The engine sparked and he sat back, giving her a wink. She looked like she wasn’t sure whether to smile or scold him for what they were doing. He gently tucked her silky hair off her face, amazed all over again by her. She had him, hook, line and sinker.
“Now, seat belt. No more surprises, I hope, but we also don’t take chances. I’ll do some research on your dad’s friend, okay? Then we’ll know for sure. Deal?”
She buckled up and looked at him with a frightened expression, but nodded.
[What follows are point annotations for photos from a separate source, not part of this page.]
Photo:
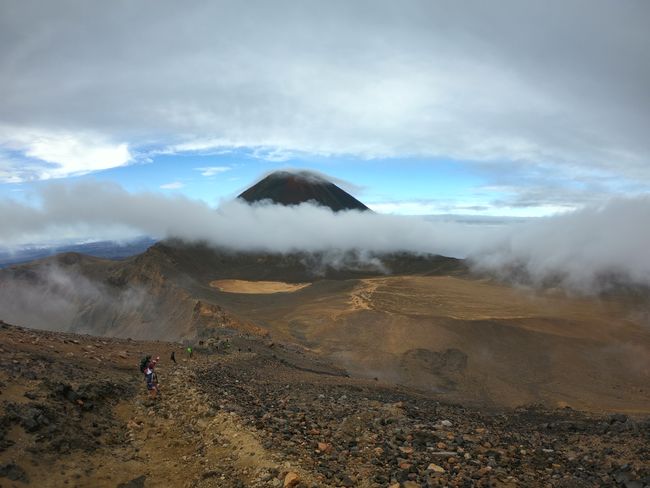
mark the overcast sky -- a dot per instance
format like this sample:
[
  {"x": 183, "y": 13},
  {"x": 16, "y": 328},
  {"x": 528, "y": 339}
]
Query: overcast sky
[{"x": 490, "y": 108}]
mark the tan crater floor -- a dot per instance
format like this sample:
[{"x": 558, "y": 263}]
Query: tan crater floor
[{"x": 257, "y": 287}]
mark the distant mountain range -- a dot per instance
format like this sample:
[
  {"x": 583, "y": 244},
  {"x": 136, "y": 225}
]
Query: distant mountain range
[{"x": 100, "y": 249}]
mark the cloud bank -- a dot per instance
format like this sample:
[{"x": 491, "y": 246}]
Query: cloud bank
[
  {"x": 559, "y": 87},
  {"x": 577, "y": 249}
]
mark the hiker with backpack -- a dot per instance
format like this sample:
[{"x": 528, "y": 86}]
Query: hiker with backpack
[{"x": 147, "y": 366}]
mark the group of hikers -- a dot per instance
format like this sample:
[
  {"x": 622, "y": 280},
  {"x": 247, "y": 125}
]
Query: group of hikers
[{"x": 147, "y": 367}]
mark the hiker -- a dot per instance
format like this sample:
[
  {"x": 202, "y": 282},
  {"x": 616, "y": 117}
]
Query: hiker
[{"x": 152, "y": 378}]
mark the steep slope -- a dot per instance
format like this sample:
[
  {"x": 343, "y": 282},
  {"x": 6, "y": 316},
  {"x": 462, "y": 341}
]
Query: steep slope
[
  {"x": 287, "y": 188},
  {"x": 74, "y": 412}
]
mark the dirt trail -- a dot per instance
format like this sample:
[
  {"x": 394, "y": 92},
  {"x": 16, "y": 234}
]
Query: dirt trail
[
  {"x": 192, "y": 443},
  {"x": 361, "y": 295}
]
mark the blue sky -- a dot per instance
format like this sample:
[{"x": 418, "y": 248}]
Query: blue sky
[
  {"x": 428, "y": 107},
  {"x": 402, "y": 186}
]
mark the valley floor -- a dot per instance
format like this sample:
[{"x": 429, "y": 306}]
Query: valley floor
[{"x": 74, "y": 413}]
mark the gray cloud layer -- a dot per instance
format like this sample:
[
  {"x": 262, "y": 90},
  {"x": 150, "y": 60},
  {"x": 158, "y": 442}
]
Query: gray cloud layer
[
  {"x": 558, "y": 86},
  {"x": 578, "y": 248}
]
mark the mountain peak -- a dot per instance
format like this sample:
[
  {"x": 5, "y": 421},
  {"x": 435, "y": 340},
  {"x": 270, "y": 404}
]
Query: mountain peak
[{"x": 294, "y": 188}]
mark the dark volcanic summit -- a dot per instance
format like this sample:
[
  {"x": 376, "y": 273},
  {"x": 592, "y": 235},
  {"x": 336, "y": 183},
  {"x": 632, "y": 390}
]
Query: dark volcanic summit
[{"x": 286, "y": 188}]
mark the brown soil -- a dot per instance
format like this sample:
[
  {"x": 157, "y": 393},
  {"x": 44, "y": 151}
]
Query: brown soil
[{"x": 74, "y": 412}]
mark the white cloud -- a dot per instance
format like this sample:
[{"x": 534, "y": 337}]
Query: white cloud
[
  {"x": 213, "y": 170},
  {"x": 174, "y": 185},
  {"x": 578, "y": 247},
  {"x": 57, "y": 154},
  {"x": 560, "y": 85}
]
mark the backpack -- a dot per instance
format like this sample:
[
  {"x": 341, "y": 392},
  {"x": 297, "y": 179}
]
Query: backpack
[{"x": 144, "y": 362}]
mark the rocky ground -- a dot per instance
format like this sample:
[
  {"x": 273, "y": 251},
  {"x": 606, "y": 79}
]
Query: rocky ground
[{"x": 74, "y": 412}]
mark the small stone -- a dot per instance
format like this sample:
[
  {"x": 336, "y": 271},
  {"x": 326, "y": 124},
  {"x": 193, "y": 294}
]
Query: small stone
[
  {"x": 291, "y": 480},
  {"x": 324, "y": 447}
]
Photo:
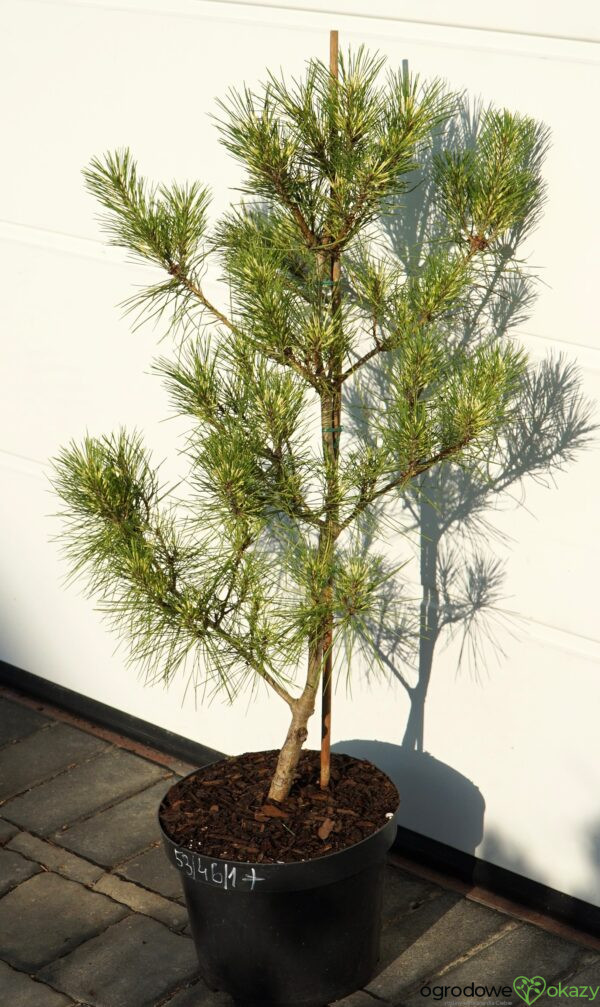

“Terrorists are hard to lose, so make sure you do what I say if there’s trouble. Okay?”
“Terrorists?”
“Yep, the highest bidder for any new technology is usually a group set on changing the world.” He let the sarcasm color his tone, not candy coating it for her. He backed them up, accessing the area with a quick glance.
“But it’s not perfected. What they want is far from ready. Tazz is proof of that. That’s why these men need more than my father. They need his research so he can continue to work on the problems that arose—”
“And you can’t do this for them?”
She paused, letting her hair fall down. “No, I can’t. I quit the project two years ago. I never wanted to be a scientist. I never wanted the life my father has.” She sounded close to tears.
She didn’t want to be a scientist?
But she was one. Her file outlined that at least. He’d thought it a cover, but now he realized it hadn’t been. She’d graduated top of her class from a private women’s college, then went on to Stanford, the same college her dad had attended and had met her mother. She’d earned the same degree as her dad then had gone straight into working with him after graduating with honors, just like her dad.
He took her hand and threaded their fingers, giving her a quick kiss by tugging her closer.
“You’re beautiful, you know that right?” he asked suddenly, then felt like a fool for the surprised look he got. “We’re going to talk about all this, but after, when we get to the safe house and I have more information, okay? Until then it’s all speculation and guesses. First we’ll get some rest, you’re tired and don’t try to deny it. Then we go to the lab. I know.” He squeezed her hand at her immediate protest, silencing her that easily. “I know you want to go there first, but, baby, I need to get you cleaned up, and we have to check in with Tazz. You can call this Monroe, okay? Give me that, just a few more hours.”
She winced, but nodded slowly and, surprising him, she tucked her head into his neck and sighed against his throat. “Okay, we can do that,” she whispered.
“You’re amazing, you know that, right?” he asked, feeling her huff out a laugh before she sat back and gave him that expression like he’d lost his mind again.
He grinned, but focused on getting them out of the garage.
“And you’re sweet, you know that?” She laughed. “And of course handsome when you are not all cut up and hurt.” With an odd look, she tightened her hand on his, then blurted, “Are you sure I’m not too much trouble? You nearly got killed and—if you die because of me, I won’t be able to live with it, Daren. I nearly didn’t the last time. I can’t—”
He braked the car and stared at her.
She was serious.
“Ky, keeping you alive will never be too much trouble, and in case you didn’t realize it, I get
almost
killed a lot. Or I did, maybe I’m done with that, but for now”—he gripped her hand gently and squeezed—“we get this done. Okay?”
Her serious expression slowly eased and she smiled again, showing him all the reasons he gave her everything he could. “Okay.”
“Good,” he told her and guided the car up the exit ramp.
He was more than ready to get this mission over with. To get her safe, but also to start a new life with Kylie, testing out the crazy idea.
His chest warmed and his high-after-a-mission anxiety leveled out to the point he always had to use alcohol or sex to reach. He breathed easier, filling his lungs with Kylie’s sweet scent when he did. She did that. She made him feel like he’d come home, when he’d not had a place with that name in years. He had an apartment off base, but it wasn’t a home.
Home
.
One glance at her beautiful profile, and he was certain. A life with her would be like that, like coming home.